Seis anos depois dos ataques ao Charlie Hebdo, e poucas semanas volvidas da nova vaga de atentados em França, o grande debate sobre a liberdade de expressão e a laicidade continua tão actual como sempre.
Liberdade
O catalisador desta nova etapa sombria da História de França foi o jornal satírico, que, à custa de um crime horrendo nas suas instalações de Paris e de um episódio traumático, que estará sempre presente entre os seus funcionários, ganhou uma relevância e uma responsabilidade tais, que quase já se tinha esquecido de atribuir a si próprio, enquanto símbolo máximo da liberdade de expressão em França – e em todo o lado onde ela se diz sagrada.

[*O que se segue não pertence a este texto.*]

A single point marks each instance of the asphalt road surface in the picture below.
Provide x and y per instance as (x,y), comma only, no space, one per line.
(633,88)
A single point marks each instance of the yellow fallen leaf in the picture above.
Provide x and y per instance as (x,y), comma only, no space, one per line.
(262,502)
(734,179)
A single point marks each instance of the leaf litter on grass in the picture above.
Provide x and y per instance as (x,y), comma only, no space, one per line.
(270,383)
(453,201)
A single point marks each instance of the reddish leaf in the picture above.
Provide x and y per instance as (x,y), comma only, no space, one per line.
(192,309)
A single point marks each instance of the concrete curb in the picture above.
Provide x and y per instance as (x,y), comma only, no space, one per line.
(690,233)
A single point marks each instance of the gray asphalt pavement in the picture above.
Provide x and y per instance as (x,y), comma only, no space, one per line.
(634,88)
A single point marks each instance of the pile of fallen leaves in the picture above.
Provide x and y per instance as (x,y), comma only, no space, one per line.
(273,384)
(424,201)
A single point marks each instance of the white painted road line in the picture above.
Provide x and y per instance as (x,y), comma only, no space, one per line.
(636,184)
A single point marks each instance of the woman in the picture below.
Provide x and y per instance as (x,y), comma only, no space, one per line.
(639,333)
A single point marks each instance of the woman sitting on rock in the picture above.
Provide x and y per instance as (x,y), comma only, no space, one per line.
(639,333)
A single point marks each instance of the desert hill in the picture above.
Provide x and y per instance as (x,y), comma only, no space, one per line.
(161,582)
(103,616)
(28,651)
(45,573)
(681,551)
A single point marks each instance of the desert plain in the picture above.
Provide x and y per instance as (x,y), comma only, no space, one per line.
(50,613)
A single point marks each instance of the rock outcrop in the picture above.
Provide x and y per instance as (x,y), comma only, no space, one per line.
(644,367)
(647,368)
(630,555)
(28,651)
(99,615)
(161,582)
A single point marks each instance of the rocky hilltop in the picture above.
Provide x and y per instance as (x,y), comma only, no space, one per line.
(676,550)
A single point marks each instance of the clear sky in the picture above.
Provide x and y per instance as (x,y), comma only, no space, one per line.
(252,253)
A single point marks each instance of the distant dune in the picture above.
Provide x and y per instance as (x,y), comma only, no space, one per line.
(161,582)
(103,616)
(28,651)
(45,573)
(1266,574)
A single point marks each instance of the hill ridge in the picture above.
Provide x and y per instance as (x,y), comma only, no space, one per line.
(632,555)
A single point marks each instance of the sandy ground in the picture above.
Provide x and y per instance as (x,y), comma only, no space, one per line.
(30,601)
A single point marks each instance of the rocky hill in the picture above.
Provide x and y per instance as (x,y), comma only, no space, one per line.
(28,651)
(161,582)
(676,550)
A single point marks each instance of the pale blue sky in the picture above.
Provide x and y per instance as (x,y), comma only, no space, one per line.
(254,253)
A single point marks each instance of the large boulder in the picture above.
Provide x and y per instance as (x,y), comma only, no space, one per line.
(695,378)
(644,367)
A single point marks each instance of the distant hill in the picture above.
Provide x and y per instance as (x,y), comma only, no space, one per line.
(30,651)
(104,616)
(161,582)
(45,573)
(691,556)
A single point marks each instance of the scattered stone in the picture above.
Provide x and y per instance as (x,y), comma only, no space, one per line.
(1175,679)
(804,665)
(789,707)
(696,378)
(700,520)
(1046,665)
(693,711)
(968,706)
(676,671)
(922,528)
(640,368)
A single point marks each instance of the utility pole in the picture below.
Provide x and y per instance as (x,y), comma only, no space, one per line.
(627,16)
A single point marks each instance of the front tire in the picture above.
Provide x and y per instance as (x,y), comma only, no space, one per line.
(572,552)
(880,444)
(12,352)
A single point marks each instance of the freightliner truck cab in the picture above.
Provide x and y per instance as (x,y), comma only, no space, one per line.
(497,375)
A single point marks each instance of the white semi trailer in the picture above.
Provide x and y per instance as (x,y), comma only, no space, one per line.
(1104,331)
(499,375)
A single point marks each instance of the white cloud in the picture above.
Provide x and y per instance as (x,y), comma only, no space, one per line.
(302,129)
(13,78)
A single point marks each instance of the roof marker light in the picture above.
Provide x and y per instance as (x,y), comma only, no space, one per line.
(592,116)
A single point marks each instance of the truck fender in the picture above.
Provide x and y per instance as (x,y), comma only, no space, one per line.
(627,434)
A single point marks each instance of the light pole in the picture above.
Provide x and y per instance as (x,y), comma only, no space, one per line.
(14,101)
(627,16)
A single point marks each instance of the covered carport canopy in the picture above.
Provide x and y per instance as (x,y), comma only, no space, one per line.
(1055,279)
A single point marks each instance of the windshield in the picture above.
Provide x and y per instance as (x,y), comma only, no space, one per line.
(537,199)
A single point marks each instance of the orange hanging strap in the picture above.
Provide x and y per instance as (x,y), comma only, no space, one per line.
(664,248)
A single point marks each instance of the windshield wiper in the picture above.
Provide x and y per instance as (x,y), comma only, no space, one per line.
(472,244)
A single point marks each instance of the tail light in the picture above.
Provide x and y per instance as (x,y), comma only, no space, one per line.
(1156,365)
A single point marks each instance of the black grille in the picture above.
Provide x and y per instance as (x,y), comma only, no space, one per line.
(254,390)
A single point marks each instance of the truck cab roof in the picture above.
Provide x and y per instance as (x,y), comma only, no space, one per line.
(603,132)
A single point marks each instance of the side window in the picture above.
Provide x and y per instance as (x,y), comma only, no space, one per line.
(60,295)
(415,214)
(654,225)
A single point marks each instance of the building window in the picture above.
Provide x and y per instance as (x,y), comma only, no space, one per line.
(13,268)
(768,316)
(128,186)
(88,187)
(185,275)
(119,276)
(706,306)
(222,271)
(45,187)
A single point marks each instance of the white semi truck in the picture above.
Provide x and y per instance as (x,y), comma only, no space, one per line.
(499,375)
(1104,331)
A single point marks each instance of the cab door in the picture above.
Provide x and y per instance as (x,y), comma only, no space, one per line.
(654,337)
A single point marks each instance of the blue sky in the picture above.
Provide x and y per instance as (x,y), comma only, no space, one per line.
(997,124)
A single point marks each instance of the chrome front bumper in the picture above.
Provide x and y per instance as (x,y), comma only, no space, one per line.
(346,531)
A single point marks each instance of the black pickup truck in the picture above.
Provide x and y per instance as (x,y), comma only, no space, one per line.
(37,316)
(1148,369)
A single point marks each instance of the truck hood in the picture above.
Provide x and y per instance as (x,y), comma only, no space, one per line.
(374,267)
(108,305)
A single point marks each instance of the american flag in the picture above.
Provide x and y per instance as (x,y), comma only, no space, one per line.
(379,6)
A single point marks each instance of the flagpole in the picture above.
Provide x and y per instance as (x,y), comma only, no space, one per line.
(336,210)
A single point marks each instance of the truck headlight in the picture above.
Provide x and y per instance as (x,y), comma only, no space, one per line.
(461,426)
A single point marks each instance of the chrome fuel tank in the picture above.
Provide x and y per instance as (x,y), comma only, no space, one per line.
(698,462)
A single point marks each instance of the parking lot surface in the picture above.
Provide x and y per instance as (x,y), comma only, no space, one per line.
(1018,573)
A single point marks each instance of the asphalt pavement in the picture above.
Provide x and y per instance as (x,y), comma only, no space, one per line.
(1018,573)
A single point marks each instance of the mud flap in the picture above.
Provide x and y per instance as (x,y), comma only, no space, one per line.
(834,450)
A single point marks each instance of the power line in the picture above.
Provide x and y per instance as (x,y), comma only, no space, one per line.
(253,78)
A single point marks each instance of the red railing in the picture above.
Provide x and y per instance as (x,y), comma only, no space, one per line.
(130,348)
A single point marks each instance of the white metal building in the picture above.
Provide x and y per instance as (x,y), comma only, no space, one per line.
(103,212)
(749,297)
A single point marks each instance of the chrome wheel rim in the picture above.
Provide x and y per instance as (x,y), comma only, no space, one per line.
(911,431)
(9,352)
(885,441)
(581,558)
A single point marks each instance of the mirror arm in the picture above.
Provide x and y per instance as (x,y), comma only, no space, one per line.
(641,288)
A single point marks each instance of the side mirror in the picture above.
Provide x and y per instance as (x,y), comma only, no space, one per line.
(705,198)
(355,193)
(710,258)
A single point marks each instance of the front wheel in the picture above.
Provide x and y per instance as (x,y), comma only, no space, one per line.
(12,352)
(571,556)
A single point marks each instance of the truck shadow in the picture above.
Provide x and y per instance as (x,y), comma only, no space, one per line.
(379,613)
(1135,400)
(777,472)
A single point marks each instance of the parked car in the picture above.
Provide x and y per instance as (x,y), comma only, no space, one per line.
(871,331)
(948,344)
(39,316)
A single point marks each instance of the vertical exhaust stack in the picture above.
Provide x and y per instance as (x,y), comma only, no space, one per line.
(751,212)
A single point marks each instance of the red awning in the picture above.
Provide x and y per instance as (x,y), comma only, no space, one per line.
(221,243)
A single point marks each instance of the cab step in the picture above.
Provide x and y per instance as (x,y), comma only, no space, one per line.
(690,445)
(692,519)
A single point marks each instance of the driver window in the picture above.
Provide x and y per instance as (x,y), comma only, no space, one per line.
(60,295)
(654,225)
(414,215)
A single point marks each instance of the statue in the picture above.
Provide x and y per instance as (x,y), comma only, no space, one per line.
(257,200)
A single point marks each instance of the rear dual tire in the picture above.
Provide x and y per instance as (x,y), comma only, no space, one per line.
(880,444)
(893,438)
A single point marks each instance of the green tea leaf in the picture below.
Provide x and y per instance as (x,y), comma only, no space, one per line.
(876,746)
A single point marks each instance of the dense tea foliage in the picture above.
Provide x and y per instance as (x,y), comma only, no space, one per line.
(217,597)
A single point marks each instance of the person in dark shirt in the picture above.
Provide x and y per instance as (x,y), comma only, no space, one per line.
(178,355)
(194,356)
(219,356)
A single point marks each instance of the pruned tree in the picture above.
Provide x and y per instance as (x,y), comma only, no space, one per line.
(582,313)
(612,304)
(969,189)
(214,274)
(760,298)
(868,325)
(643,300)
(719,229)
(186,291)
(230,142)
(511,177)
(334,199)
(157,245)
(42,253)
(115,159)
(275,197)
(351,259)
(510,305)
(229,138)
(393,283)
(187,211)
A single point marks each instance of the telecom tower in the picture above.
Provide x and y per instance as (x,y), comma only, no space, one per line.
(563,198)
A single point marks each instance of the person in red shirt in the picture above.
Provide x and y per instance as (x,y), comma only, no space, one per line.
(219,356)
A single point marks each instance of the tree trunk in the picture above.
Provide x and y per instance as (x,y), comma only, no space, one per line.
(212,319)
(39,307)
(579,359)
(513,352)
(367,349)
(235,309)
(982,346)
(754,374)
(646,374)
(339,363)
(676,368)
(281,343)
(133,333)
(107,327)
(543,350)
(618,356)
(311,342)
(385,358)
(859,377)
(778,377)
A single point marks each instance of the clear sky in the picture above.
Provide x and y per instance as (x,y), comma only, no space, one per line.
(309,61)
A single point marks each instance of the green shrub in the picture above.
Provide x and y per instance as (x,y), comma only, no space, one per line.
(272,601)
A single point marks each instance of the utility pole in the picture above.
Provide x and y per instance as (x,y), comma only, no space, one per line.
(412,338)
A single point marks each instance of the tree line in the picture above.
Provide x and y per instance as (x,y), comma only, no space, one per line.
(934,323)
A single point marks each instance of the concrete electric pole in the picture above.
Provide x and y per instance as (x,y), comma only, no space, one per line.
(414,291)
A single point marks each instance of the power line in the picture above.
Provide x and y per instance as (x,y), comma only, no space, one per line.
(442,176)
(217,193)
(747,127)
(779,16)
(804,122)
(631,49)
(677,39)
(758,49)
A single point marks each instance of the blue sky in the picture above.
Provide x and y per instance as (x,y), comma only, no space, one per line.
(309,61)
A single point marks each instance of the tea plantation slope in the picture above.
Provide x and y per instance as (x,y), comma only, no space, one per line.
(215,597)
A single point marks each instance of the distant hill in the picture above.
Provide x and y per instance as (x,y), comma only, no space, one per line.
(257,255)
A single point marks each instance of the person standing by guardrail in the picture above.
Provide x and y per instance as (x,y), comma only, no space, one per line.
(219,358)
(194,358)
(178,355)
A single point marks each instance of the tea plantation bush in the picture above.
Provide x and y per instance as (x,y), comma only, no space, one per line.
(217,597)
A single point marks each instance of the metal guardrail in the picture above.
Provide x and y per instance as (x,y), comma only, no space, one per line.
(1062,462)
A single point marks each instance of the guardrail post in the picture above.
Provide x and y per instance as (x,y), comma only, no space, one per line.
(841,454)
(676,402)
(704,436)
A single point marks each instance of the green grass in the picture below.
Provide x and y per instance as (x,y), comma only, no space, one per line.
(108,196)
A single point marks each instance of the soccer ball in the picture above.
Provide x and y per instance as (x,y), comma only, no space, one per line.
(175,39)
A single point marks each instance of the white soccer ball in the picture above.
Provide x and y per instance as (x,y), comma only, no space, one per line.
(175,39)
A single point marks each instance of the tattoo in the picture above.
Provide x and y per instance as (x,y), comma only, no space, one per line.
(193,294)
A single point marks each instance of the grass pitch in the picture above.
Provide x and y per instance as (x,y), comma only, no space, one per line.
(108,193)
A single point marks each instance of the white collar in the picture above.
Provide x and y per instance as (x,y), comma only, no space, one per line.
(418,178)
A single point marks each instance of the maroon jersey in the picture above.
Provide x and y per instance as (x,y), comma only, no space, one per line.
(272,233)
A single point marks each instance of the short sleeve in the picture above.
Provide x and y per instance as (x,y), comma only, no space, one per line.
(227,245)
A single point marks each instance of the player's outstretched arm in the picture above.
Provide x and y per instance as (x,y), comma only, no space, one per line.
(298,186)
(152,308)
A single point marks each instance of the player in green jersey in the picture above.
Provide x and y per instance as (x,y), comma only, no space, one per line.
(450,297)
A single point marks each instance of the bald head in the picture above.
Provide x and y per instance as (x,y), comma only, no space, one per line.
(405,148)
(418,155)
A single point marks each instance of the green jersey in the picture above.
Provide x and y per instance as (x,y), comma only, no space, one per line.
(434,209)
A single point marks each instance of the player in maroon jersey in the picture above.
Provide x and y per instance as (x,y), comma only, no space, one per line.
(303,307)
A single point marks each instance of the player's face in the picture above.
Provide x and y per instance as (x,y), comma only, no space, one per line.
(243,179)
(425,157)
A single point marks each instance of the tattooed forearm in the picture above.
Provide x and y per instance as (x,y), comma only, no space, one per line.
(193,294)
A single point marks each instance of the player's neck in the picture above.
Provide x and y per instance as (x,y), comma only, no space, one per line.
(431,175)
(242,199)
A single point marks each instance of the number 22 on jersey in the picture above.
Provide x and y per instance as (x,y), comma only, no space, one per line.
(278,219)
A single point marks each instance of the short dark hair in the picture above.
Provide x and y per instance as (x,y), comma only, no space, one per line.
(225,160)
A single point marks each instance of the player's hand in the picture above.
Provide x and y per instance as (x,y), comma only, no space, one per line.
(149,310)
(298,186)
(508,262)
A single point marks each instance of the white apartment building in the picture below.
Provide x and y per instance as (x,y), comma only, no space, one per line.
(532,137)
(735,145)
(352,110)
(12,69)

Na semana em que arrancou o julgamento, em Setembro, o Charlie Hebdo decidiu republicar os cartoons que motivaram o ataque terrorista de 2015 – caricaturas do profeta Maomé.
Fê-lo não como um desafio aos que consideram uma blasfémia caricaturar figuras religiosas ou divinas, mas para relembrar os leitores de que, no fundo, e mesmo tendo em conta o seu objectivo, seja ele pedagógico, provocador ou simplesmente humorístico, o resultado final não é mais do que um desenho num papel.
“A publicação destes cartoons na semana do início do julgamento aos ataques de 2015 é essencial para nós. Todas as justificações que se poderiam opor [à publicação] são mera cobardia política ou jornalística”, lê-se no editorial do Charlie Hebdo de 4 de Setembro.
O jornal fez 50 anos em Novembro, uma história recheada de polémicas, inimizades, censura, humor, risos e, acima de tudo, uma forma muito própria de promover a sua liberdade e a liberdade em França.
As condenações desta quarta-feira constarão, seguramente, do seu próximo catálogo de cartoons. França pode ainda não estar preparada para virar a página. Mas o Charlie Hebdo tem sempre a edição seguinte para cicatrizar, recomeçar e fazer tudo outra vez.